Acute mitral regurgitation

Acute mitral regurgitation may occur due to infarction and rupture of the mitral apparatus (the chordae tendinae, the papillary muscles or a muscle head) or as a consequence of impaired mitral leaflet coaptation (arising from papillary muscle ischemia, LV dilation, remodeling, and associated dysynergy of the LV wall underlying the papillary muscle). The anterolateral papillary muscle receives dual blood supply (from both the LAD and LCx) and is far less likely to rupture than the posteromedial papillary muscle, which is supplied only by RCA. This explains why, unlike ventricular septal rupture which complicates large infarctions, papillary muscle rupture is usually associated with smaller (inferior wall) infarctions. In patients with complete papillary muscle transection, the findings on two-dimensional echocardiography include a flail leaflet, with a triangular echogenic mass that prolapses into the left atrium in systole, and moves back into the LV in diastole. The attached mass corresponds to ruptured papillary muscle or its portion (a muscle head), connected by chordal apparatus to the flail leaflets [Videos 8-10]. Even though mitral regurgitation is always severe in patients with the rupture of the mitral apparatus, color Doppler will sometimes underestimate its severity due to tachycardia, high left atrial pressure and eccentric regurgitant jets. In patients with poor echogenicity and high clinical suspicion of acute mitral regurgitation, transesophageal echocardiography may be needed to rule out this complication [Videos 11-12].

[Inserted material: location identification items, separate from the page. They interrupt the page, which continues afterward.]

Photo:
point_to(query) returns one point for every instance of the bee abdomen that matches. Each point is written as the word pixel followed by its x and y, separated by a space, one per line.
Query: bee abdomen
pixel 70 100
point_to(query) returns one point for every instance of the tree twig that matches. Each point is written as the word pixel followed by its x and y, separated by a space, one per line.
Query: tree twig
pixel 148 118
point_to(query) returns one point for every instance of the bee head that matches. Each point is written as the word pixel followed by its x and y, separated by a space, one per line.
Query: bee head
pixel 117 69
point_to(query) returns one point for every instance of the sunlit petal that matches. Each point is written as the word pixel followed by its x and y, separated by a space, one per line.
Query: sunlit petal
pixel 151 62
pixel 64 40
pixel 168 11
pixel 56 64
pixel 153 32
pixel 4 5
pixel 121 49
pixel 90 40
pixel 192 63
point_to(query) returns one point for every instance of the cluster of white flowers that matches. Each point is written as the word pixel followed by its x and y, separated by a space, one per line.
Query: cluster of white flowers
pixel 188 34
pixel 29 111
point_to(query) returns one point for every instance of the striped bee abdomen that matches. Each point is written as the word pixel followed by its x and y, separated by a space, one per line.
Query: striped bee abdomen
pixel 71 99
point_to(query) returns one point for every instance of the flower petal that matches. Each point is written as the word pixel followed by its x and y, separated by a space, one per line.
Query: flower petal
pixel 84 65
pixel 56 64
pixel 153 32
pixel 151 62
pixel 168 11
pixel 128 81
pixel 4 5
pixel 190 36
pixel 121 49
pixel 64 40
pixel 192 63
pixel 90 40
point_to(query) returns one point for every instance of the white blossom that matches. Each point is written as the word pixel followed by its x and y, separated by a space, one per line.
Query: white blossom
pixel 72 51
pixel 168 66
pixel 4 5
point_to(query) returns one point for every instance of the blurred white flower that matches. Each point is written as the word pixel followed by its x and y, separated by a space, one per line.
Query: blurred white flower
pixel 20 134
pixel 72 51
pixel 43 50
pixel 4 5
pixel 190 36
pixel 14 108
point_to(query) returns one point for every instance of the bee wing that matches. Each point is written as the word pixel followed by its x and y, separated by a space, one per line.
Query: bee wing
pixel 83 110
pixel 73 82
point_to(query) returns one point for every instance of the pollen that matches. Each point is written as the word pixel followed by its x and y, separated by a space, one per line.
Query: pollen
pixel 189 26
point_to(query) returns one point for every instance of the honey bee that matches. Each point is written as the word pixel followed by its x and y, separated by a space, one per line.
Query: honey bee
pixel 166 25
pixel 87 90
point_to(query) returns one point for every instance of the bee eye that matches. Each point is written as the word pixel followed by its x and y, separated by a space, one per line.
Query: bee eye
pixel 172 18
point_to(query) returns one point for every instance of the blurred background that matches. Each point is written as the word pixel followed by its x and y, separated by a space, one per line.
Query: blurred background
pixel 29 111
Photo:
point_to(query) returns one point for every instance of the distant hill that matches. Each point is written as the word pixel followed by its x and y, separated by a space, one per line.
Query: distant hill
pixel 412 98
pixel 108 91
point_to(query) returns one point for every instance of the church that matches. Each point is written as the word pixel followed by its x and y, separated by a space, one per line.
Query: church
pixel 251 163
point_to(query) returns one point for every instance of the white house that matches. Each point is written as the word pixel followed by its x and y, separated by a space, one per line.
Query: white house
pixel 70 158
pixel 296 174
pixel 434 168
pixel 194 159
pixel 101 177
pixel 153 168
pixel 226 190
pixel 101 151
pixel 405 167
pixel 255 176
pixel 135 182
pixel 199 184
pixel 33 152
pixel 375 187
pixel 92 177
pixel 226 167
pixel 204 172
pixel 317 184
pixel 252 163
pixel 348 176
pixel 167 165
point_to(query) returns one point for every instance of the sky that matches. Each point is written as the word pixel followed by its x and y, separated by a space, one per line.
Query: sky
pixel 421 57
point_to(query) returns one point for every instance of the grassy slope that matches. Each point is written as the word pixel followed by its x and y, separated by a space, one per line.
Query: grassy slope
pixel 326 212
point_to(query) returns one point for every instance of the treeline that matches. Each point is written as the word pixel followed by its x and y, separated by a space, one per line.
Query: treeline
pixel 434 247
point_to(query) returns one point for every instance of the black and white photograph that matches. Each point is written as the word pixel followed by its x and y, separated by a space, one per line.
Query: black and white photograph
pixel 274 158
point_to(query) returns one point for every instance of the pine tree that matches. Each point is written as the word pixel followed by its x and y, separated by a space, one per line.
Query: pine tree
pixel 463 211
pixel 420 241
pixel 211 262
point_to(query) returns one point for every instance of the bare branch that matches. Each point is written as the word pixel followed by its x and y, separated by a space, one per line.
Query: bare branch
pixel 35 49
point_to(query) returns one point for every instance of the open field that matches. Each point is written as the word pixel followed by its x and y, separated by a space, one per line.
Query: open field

Ventricular septal rupture

The incidence of ventricular septal rupture (VSR) declined from 0.5-3% in pre-reperfusion era to 0.2-0.3% with reperfusion treatment [22]. Clinically, this rare complication is presented as a new holosystolic murmur accompanied by chest pain, dyspnea, and potentially hemodynamic compromise. A combined 2D and Doppler echocardiography and multiple standard and modified echocardiographic views are generally required for detection and evaluation of VSR [Videos 13-15]. Echocardiographic assessment in a patient with VSR should define location and size of the defect, but should also include the estimation of interventricular pressure gradient and right ventricular systolic pressure (RVSP).

The defects may be seen as a direct discontinuity of the septal wall (defects entering and exiting the septum at the same level) or as serpiginous tunnels with entry points at different levels on the left and right side of the septum. The site of the rupture is often localized at the border of the infarction zone, but sometimes there are multiple small orifices. Anterior defects are frequently located in the vicinity of the apex [Video 13] and have a better prognosis than inferior defects involving the basal septum [Video 14] [23]. Color Doppler may reveal systolic turbulent left-to-right flow across the ventricular septum, indicating the presence of a pathological communication even when the discontinuity of the septum could not be detected by 2D echocardiography. The maximal width of the turbulent jet by Color flow Doppler correlate well with intraoperative and autopsy findings and can be used to assess the defect size when direct 2D measurement is not possible.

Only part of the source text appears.